L’histoire de cette famille paraît liée à celle du château. Les renseignements positifs manquent après 1153. Une des conjectures les plus probables est que cette forteresse aura partagé le sort du château de Puyvert, dont les ruines existent encore sur le sommet de Bernicaut, et qui fut pris et détruit par Simon de Montfort en 1210. Une des tours de ce dernier château s’élevait sur un rocher avancé dans la vallée, en vue de Roquefort. Elle était placée de manière à rendre les signaux faciles entre les deux garnisons.

Un fait ajoute à cette conjecture une grande probabilité. En 1141, Roger vicomte de Béziers, après avoir bâti le château de Bruniquel anciennement nommé Verdun et plus tard Puyvert, le donna en fief aux trois frères Escaffré et aux deux frères de Saissac, qui lui prêtèrent serment de fidélité.

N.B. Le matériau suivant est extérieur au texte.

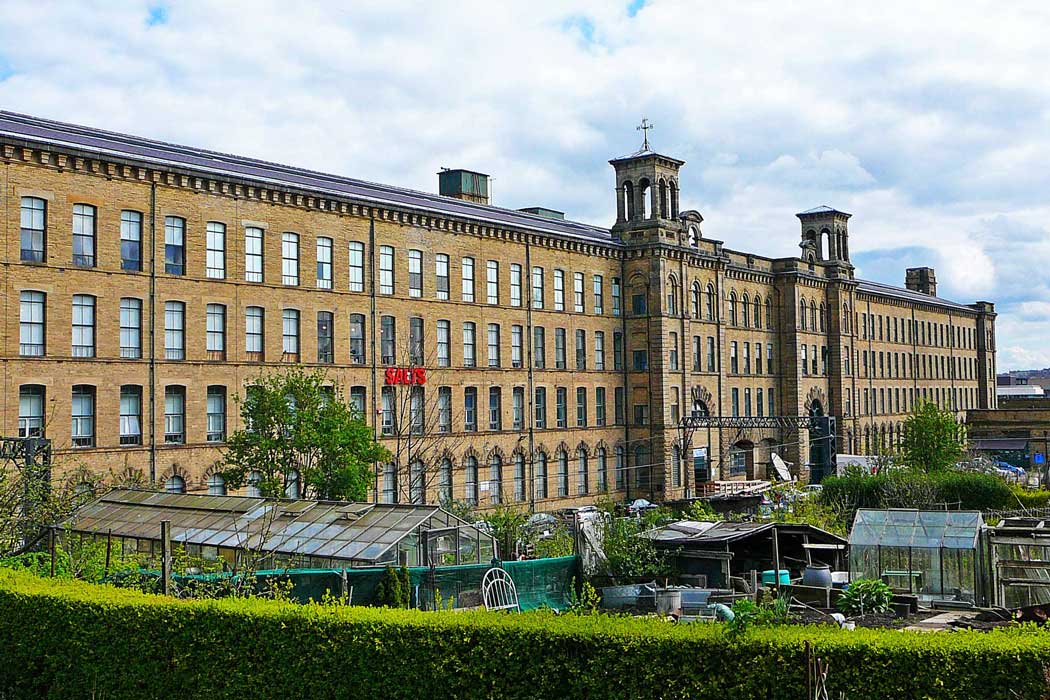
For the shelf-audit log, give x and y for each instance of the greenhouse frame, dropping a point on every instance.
(281, 533)
(937, 555)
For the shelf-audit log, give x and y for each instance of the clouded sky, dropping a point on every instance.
(928, 121)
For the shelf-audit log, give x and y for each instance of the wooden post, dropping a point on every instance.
(166, 556)
(109, 550)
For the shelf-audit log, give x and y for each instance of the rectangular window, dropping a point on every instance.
(494, 344)
(467, 277)
(469, 340)
(560, 348)
(416, 274)
(416, 340)
(34, 234)
(83, 235)
(470, 408)
(323, 263)
(83, 416)
(290, 259)
(215, 332)
(32, 323)
(130, 415)
(559, 290)
(561, 407)
(519, 407)
(30, 410)
(131, 329)
(174, 246)
(539, 356)
(495, 408)
(387, 339)
(290, 333)
(83, 325)
(253, 254)
(215, 251)
(492, 282)
(357, 338)
(130, 240)
(516, 346)
(444, 341)
(541, 407)
(516, 284)
(385, 270)
(356, 266)
(216, 414)
(444, 409)
(326, 337)
(253, 332)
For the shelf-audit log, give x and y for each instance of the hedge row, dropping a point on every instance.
(77, 640)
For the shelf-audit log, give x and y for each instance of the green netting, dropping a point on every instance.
(540, 582)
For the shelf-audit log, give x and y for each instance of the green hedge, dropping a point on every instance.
(76, 640)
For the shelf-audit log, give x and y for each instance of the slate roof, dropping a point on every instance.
(43, 132)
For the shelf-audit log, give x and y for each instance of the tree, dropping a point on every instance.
(933, 440)
(297, 426)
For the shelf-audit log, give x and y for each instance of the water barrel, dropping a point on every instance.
(818, 575)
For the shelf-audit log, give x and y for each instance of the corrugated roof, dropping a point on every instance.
(161, 153)
(339, 530)
(907, 295)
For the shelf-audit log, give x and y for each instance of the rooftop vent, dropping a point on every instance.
(464, 185)
(543, 211)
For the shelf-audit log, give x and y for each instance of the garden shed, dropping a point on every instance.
(937, 555)
(285, 533)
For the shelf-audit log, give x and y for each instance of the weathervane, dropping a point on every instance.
(644, 128)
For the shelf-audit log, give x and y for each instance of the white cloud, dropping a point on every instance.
(926, 121)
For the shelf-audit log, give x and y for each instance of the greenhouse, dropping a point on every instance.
(281, 533)
(933, 554)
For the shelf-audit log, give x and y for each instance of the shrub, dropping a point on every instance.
(865, 596)
(70, 639)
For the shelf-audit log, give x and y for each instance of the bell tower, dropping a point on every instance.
(647, 191)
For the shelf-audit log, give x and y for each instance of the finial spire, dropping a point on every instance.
(644, 128)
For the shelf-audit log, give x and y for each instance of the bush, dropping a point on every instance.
(70, 639)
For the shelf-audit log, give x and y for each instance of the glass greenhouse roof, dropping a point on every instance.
(353, 531)
(931, 529)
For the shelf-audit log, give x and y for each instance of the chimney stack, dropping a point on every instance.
(922, 280)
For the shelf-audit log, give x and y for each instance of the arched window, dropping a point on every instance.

La destruction de Roquefort devait nécessairement avoir préparé et rendu plus facile celle de Puyvert.

En faisant disparaître ces deux forteresses, Simon de Montfort attaquait dans sa puissance le vicomte de Béziers, et lui enlevait le secours de vassaux, à qui une forte position à l’entrée du chemin de Carcassonne, ne devait pas donner une médiocre importance.

Il ne reste aujourd’hui de toutes ces constructions que des ruines. En quelques endroits, et pour Puyvert en particulier, c’est à peine s’il est possible de suivre sur le sol la trace des murs. Que de souvenirs se rattachent à ces restes d’un passé si plein d’agitation et de luttes ! Ce sont des témoins, mais le plus souvent muets, et l’on éprouve un sentiment pénible en présence des lacunes qu’ils laissent voir, ou des incertitudes qu’ils font naître. Ces études et ces recherches n’en ont pas moins leur utilité et leur charme. S’il n’est pas possible de tout découvrir, il y a, du moins, des renseignements qu’il ne faut pas laisser perdre, et des faits qu’il est intéressant de recueillir, en attendant qu’il soit possible de les classer et de les compléter.